# Sat. install work , best way to start ?



## rbrickbruce (Jan 1, 2011)

I'am thinking of sat. install work , best way to start , any advice , so I waste less of my life. Thank You , Rick


----------



## prestone683 (Aug 16, 2010)

Whatever you do, don't work for Halsted or Mobilpro. They steal money right off the top of your paycheck.

I personally know the owner (of Mobilpro) and VP (of Halsted). Keith "******" Thomas.


----------



## BattleZone (Nov 13, 2007)

rbrickbruce said:


> I'am thinking of sat. install work , best way to start , any advice , so I waste less of my life. Thank You , Rick


Go to work as an "in-house" tech. They will pay to train you and provide you with everything you need, so you can learn the job with little out-of-pocket expenses, and see if it's for you.

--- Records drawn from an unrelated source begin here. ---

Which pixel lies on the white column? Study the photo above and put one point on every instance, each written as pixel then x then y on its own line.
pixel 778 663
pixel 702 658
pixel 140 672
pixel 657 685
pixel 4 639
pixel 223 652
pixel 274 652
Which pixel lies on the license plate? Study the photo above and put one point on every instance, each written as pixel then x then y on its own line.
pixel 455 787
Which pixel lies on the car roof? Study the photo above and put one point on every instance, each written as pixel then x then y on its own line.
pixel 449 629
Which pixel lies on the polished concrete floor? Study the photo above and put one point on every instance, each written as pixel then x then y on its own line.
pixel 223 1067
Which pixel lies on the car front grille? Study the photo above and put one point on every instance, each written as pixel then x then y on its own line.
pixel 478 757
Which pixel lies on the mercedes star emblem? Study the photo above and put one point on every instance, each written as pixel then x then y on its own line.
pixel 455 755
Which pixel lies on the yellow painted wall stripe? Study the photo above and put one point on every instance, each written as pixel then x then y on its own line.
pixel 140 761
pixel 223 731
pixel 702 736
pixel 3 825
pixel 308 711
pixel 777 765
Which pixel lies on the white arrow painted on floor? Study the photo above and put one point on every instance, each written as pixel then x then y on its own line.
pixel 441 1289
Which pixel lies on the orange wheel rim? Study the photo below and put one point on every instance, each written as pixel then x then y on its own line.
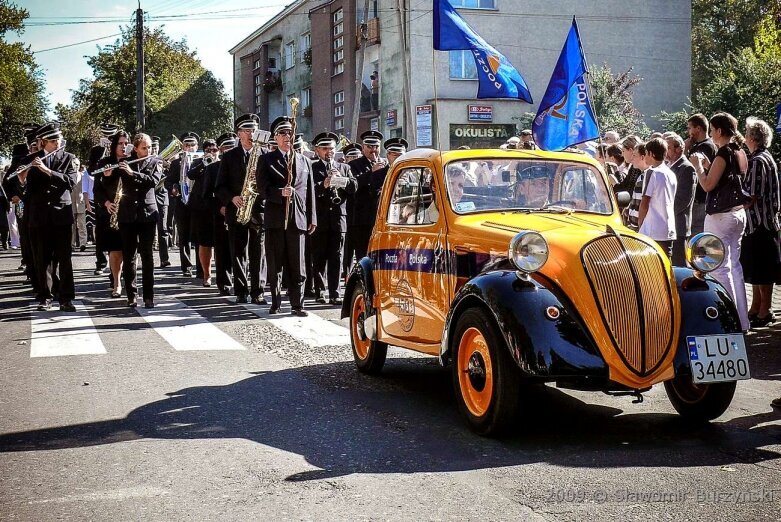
pixel 475 374
pixel 360 344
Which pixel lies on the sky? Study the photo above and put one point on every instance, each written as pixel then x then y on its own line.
pixel 51 24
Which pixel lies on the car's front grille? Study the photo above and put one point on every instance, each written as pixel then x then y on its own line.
pixel 633 293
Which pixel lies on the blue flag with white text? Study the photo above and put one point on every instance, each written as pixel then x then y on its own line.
pixel 498 78
pixel 565 116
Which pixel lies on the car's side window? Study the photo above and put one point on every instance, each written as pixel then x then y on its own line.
pixel 413 201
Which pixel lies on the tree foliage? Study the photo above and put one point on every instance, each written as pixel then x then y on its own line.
pixel 22 91
pixel 180 94
pixel 612 99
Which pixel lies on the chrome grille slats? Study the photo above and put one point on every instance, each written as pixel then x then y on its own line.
pixel 631 288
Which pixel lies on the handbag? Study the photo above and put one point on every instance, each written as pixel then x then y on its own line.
pixel 729 192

If it is, and you want to stick with it, you can start to acquire your own tools, truck, etc. and then find a contractor to work for. You will make more money that way, but you have to be fully equipped in order to go to work for a contractor (and trained, in most cases).


----------



## Kev (Jan 15, 2011)

I just wonder- is there like a "Satellite School" or training place that will take a man and show him how to do the job correctly and certify him? I don't have anything against OTJ training but the thing I have noticed is that the person being trained often picks up the bad habits of the person training him. There are proper tools and ways to do things like put connecters on RG 6 cable and properly seal a roof mount.


----------



## BattleZone (Nov 13, 2007)

In-house techs these days get pretty decent training, especially since DirecTV has taken over many HSPs and got much more involved in the installations.

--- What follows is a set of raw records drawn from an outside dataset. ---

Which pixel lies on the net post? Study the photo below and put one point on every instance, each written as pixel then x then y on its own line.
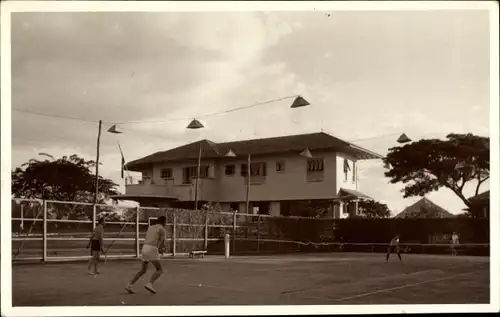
pixel 44 231
pixel 235 219
pixel 206 230
pixel 94 215
pixel 174 234
pixel 226 246
pixel 258 233
pixel 137 244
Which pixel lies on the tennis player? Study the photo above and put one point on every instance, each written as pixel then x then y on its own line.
pixel 154 245
pixel 393 246
pixel 96 246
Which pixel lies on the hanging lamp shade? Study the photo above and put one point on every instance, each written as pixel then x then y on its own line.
pixel 195 124
pixel 403 138
pixel 299 102
pixel 230 153
pixel 114 129
pixel 306 153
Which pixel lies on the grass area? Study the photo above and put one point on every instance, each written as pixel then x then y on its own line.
pixel 322 279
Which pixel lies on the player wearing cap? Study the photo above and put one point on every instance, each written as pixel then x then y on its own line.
pixel 154 245
pixel 393 246
pixel 96 246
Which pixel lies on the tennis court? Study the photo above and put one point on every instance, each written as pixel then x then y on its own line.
pixel 298 279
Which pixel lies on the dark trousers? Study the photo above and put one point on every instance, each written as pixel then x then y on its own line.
pixel 393 248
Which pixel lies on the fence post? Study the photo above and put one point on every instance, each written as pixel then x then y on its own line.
pixel 94 215
pixel 137 242
pixel 258 233
pixel 174 234
pixel 234 231
pixel 206 230
pixel 44 231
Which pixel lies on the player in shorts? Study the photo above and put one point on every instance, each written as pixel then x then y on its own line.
pixel 96 246
pixel 393 246
pixel 154 245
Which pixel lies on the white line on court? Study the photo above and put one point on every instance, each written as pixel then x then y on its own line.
pixel 403 286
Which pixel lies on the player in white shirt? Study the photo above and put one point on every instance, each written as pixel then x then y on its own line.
pixel 154 245
pixel 393 246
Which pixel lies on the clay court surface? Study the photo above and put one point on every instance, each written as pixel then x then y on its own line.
pixel 323 279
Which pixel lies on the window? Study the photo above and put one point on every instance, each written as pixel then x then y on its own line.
pixel 347 168
pixel 258 169
pixel 230 169
pixel 315 165
pixel 166 173
pixel 354 172
pixel 244 170
pixel 280 166
pixel 188 173
pixel 204 171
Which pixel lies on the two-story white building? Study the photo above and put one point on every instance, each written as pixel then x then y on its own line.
pixel 280 178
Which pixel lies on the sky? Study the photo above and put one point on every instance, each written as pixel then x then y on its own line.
pixel 369 76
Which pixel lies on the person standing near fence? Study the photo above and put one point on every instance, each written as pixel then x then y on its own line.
pixel 393 246
pixel 454 243
pixel 154 245
pixel 96 244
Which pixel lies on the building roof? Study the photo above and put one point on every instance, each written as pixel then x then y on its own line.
pixel 481 197
pixel 424 208
pixel 282 144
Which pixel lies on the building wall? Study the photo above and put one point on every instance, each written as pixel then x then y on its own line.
pixel 292 184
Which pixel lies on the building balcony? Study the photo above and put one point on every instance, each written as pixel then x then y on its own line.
pixel 183 192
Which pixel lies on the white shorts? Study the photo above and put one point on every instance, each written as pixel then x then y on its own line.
pixel 150 253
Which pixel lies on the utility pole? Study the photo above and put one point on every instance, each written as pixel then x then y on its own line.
pixel 97 163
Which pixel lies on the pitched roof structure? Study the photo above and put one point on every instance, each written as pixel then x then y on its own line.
pixel 481 197
pixel 255 147
pixel 424 208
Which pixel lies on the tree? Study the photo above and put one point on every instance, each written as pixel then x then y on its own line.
pixel 63 179
pixel 430 164
pixel 373 209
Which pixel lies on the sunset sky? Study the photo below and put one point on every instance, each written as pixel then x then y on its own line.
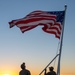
pixel 35 47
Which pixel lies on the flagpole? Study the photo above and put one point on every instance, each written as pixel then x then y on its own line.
pixel 60 50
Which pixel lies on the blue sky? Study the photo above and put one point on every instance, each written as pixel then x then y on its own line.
pixel 35 47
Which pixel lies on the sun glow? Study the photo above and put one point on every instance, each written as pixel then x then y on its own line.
pixel 6 74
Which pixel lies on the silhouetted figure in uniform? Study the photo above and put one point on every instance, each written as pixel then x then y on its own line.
pixel 51 71
pixel 24 71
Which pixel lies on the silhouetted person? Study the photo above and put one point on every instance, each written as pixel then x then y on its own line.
pixel 52 72
pixel 24 71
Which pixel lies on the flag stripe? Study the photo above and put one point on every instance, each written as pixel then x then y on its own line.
pixel 51 22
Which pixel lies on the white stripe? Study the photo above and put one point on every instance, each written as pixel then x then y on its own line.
pixel 53 30
pixel 36 23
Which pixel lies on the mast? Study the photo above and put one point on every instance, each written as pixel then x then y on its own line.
pixel 60 50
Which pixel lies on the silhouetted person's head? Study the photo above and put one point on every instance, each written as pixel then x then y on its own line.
pixel 23 66
pixel 51 68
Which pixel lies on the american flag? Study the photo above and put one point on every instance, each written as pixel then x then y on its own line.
pixel 52 22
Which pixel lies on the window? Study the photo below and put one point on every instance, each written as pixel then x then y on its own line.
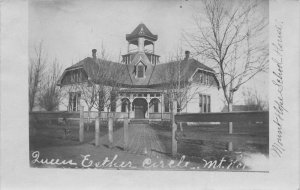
pixel 125 105
pixel 178 107
pixel 204 103
pixel 74 101
pixel 101 100
pixel 155 105
pixel 167 104
pixel 113 103
pixel 140 72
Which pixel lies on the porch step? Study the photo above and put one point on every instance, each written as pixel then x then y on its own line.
pixel 139 121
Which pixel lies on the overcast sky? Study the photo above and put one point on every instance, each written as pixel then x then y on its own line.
pixel 71 29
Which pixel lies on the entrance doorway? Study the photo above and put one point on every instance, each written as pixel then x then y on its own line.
pixel 140 108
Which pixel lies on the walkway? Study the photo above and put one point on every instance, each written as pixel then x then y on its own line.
pixel 143 140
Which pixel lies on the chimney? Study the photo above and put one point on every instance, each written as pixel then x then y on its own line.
pixel 94 51
pixel 187 55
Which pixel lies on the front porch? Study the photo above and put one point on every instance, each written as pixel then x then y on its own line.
pixel 142 103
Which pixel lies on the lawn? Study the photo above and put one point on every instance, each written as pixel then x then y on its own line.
pixel 50 141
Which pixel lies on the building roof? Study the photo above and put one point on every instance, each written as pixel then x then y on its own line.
pixel 141 31
pixel 103 71
pixel 238 108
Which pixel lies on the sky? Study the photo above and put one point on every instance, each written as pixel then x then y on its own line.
pixel 71 29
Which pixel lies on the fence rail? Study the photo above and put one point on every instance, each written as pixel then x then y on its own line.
pixel 224 117
pixel 259 136
pixel 54 115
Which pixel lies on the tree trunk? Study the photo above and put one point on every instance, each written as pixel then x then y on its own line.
pixel 89 118
pixel 230 127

Contractors can make more money, but it's expensive to start, so not enough people to pay for training/certification to make it worth it. There is SBCA certification, but you really need some experience before taking the class/test.


----------



## jacag04 (Jul 12, 2006)

I would say no unless you're passionate about it. I interviewed for a position once and they expect you to be available 7 days a week, holidays, and my favorite part... thunderstorms or other inclement weather conditions. All this for $12hr, this was a few years ago they probably make more than that now. The plus side is they do train you which is a pretty good cost.


----------



## thewallfisher (Feb 1, 2011)

Kev said:


> I just wonder- is there like a "Satellite School" or training place that will take a man and show him how to do the job correctly and certify him? I don't have anything against OTJ training but the thing I have noticed is that the person being trained often picks up the bad habits of the person training him. There are proper tools and ways to do things like put connecters on RG 6 cable and properly seal a roof mount.


DirecTV has the best installer training I have seen. It is as close to a "Satellite School" as you will get. They will also get you SBCA certified. I really like Dish Network also but I don't believe they have the same level of training. Like mentioned before I wouldn't start off being a contractor. There are a lot of costs involved with getting the tools and installation supplies. Contract companies also usually don't have the resources to properly train their installers. Once you have the skills you can potentially make more money as a contractor if you have enough business sense. If you do go that route there is no security or benifits.


----------